If “possession” just means that you have some material or a copy of the material, for access any time, then we need a serious rethinking of that term and the laws that rely on it. And if “distribution” can mean both sending an email with child porn in an attachment and simply sharing a link where the same files can be found and downloaded, we’ve got to rethink the legality of those two very different actions–because they have the same result.

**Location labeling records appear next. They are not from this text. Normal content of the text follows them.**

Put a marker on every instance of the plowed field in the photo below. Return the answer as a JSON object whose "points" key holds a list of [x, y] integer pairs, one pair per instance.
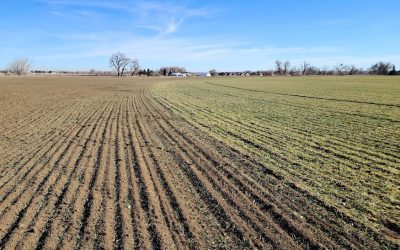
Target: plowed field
{"points": [[152, 163]]}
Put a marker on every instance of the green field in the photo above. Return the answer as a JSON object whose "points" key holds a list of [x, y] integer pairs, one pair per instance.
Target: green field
{"points": [[336, 138]]}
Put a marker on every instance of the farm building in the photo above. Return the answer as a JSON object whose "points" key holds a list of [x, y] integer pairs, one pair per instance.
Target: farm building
{"points": [[204, 74], [178, 75]]}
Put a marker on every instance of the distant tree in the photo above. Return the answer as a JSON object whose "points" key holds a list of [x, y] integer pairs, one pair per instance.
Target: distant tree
{"points": [[20, 66], [286, 66], [119, 62], [353, 70], [380, 68], [213, 72], [393, 72], [304, 67], [135, 67], [341, 69], [278, 67]]}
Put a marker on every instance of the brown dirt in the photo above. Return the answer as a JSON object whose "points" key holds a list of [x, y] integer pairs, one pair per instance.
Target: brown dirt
{"points": [[99, 163]]}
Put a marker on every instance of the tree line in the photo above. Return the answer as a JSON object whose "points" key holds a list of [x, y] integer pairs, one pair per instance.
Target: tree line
{"points": [[305, 68], [122, 65]]}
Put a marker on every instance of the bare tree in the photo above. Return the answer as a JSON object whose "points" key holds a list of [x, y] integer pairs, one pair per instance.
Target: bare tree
{"points": [[20, 66], [304, 67], [135, 67], [353, 70], [119, 62], [286, 66], [380, 68], [342, 69], [278, 67], [213, 72]]}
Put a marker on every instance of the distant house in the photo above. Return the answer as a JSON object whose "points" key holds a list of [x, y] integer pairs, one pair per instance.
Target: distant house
{"points": [[204, 74], [175, 74]]}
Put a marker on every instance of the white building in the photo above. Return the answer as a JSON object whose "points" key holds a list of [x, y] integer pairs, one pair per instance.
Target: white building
{"points": [[204, 74]]}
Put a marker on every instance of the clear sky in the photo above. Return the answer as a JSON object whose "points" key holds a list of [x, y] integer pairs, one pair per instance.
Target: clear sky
{"points": [[199, 35]]}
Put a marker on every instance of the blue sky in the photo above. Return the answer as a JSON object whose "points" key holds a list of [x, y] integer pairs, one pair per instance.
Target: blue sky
{"points": [[199, 35]]}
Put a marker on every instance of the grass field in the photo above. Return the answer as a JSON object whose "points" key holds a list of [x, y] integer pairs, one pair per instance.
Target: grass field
{"points": [[278, 162]]}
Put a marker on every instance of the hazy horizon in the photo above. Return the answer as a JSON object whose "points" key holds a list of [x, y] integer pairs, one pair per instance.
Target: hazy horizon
{"points": [[199, 35]]}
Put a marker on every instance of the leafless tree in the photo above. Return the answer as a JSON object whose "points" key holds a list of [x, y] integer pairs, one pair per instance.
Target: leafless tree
{"points": [[278, 67], [286, 66], [380, 68], [341, 69], [353, 70], [119, 62], [135, 67], [304, 67], [213, 72], [20, 66]]}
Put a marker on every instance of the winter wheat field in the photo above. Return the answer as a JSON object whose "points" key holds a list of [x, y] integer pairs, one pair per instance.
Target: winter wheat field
{"points": [[267, 162]]}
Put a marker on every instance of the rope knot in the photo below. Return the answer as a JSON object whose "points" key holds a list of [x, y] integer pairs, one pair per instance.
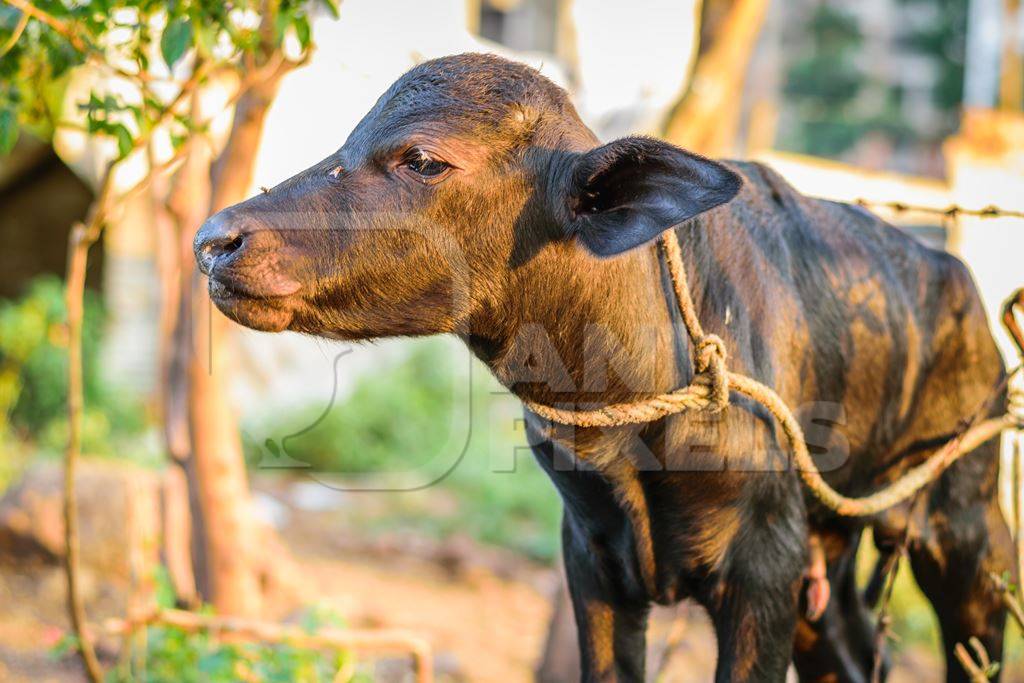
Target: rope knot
{"points": [[709, 359]]}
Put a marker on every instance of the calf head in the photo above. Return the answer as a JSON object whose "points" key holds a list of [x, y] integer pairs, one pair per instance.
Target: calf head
{"points": [[461, 173]]}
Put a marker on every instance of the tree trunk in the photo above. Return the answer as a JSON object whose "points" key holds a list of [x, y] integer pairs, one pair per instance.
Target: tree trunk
{"points": [[706, 119], [230, 532]]}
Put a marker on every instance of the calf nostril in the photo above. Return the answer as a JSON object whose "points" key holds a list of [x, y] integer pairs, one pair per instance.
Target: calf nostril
{"points": [[233, 245], [223, 246]]}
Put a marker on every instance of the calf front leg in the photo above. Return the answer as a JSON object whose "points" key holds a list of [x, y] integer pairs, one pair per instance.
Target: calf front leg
{"points": [[753, 600], [611, 627]]}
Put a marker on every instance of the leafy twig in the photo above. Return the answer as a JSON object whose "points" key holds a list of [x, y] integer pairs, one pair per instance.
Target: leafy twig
{"points": [[981, 670]]}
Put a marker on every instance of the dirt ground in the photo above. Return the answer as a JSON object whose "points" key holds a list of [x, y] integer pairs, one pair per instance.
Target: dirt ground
{"points": [[483, 610]]}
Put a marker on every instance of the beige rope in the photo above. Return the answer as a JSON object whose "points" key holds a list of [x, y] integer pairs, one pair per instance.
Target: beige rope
{"points": [[710, 391]]}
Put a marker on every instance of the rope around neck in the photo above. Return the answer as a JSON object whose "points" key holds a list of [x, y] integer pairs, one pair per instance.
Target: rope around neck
{"points": [[710, 391]]}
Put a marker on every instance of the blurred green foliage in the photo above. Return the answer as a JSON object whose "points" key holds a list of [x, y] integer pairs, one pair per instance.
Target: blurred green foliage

Right now, a shrewd copyright violator or child pornography enthusiast could completely obey the law while taking advantage of illegal material everywhere. I’m not sure if there’s anyone in any current legislature who’s capable of understanding and tackling the problem of writing laws that actually protect and govern in a to-the-minute way, which is what we need when talking about technology. But it’s serious business, and we need flexible, modern thinking to avoid being outsmarted by regular, everyday people using the internet in regular, everyday ways.